We call it reproduction in our reality. Reproduction keeps the sequence going. However, there will come a time when this form ends. We will all die, there is no escape. Even if you believe in some kind of afterlife you have to be in agreement with the fact that all human beings and life on this planet will eventually, come to an end. Our hearts will stop beating, our blood stop flowing and brains stop generating electricity. This form will end at some point for all of us. How do we know there will be something else? It may just lead back into the non-existence that we knew before we were born. It may become nothing. I can’t think of any good reason to suspect otherwise.
But it’s easy to logically deduce that nothing is inevitable, and this does nothing for the point of this post. I want to answer the questions of – Where did all of this come from? What is this? I am experiencing something. Although I can’t truly define what that something is, there is something here. I can also never be sure that what I am experiencing is real, but something is here. Sure this goes back to “cogito ergo sum” (I think, therefore I am) by Descartes 400 years ago (and Plato and Aristotle thousands of years ago), so the concept is nothing new. But attempting to experience the experience opens up a new realm. Something peculiar enters my reality. I am observing myself, observe myself. I feel like I am in control of my hands, typing this right now, but am I? It seems insane and perhaps pointless to assume otherwise, but it can’t be ruled out.
I think about thinking I am, therefore I am? I think I am thinking that I am thinking, therefore I might be? I am thinking I may be, therefore I may be? I am observing something, therefore something exists? I think I am observing something, which I do not fully understand, and I may not actually be, but because I am observing, or at least think I am observing something, therefore there is something here and I am experiencing it. Okay, it’s official, I really have lost my mind. And I’ve gone completely off track.
Even if we one day have some unfathomable cosmic tool that we can tap into, we’re still trying to extract information and information is something. Can we ever know if the answer is unknowable?

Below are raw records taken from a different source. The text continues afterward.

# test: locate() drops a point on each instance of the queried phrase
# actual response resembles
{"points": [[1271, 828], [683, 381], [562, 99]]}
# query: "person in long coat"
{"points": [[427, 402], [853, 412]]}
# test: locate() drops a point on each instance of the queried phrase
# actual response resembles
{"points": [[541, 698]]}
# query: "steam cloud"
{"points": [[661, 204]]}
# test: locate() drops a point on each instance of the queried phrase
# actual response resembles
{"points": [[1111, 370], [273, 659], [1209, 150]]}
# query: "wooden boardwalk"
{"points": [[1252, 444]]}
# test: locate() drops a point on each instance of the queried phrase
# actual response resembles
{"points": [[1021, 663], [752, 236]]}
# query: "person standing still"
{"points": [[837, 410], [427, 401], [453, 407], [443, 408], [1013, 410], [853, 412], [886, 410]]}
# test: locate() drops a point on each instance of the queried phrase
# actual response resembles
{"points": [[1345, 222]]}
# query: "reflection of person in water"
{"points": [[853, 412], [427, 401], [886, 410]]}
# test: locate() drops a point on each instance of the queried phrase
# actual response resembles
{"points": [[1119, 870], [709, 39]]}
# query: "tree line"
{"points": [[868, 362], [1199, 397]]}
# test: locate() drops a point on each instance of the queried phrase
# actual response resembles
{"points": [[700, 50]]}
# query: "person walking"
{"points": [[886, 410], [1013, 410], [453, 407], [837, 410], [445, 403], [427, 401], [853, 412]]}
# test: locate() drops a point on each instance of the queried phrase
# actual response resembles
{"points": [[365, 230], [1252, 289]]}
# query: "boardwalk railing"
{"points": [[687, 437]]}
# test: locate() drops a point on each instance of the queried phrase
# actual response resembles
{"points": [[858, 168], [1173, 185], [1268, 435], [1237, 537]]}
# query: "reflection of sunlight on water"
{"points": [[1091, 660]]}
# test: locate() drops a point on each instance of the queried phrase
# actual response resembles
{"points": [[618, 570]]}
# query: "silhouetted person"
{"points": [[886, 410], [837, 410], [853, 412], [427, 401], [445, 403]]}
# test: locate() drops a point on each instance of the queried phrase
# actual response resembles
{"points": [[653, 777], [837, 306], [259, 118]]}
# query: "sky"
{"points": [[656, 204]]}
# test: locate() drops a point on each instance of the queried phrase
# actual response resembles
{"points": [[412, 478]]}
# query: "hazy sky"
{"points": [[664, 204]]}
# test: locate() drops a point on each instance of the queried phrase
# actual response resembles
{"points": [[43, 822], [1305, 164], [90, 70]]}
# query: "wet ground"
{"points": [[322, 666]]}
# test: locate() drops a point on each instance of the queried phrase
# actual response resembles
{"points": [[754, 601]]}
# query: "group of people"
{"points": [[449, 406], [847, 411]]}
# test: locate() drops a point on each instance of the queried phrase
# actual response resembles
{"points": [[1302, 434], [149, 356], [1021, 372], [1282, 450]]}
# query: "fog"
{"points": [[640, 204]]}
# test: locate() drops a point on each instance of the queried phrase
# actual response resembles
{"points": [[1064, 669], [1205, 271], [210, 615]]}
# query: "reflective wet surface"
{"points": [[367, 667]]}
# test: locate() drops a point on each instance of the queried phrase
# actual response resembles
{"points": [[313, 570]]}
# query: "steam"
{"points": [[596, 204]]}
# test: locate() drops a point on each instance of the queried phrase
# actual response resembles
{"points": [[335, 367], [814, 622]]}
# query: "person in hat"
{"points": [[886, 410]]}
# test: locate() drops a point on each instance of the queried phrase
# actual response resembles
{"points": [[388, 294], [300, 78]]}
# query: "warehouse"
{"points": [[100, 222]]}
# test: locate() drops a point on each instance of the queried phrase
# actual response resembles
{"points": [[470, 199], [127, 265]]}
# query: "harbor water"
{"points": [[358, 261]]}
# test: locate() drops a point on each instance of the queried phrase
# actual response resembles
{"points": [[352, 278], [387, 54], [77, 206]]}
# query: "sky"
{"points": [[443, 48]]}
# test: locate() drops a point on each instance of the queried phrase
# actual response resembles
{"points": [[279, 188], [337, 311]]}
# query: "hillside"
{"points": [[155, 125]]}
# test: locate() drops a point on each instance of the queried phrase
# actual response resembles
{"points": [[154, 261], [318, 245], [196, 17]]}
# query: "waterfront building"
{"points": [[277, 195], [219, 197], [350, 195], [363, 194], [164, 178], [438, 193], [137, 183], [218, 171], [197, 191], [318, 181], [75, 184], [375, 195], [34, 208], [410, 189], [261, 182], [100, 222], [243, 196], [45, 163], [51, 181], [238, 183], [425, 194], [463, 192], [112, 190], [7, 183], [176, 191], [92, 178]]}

Maybe the problem is the question. Maybe we shouldn’t ask How Come? or Why? But what can we ask? Asking anything about nothing essentially destroys the concept of nothing. Maybe we will learn and grow as the millenniums pass, and we may come very close to understanding everything. But one sliver will still remain. One question will still bother whatever life exists billions of years from now. What the fuck is this and where did it come from?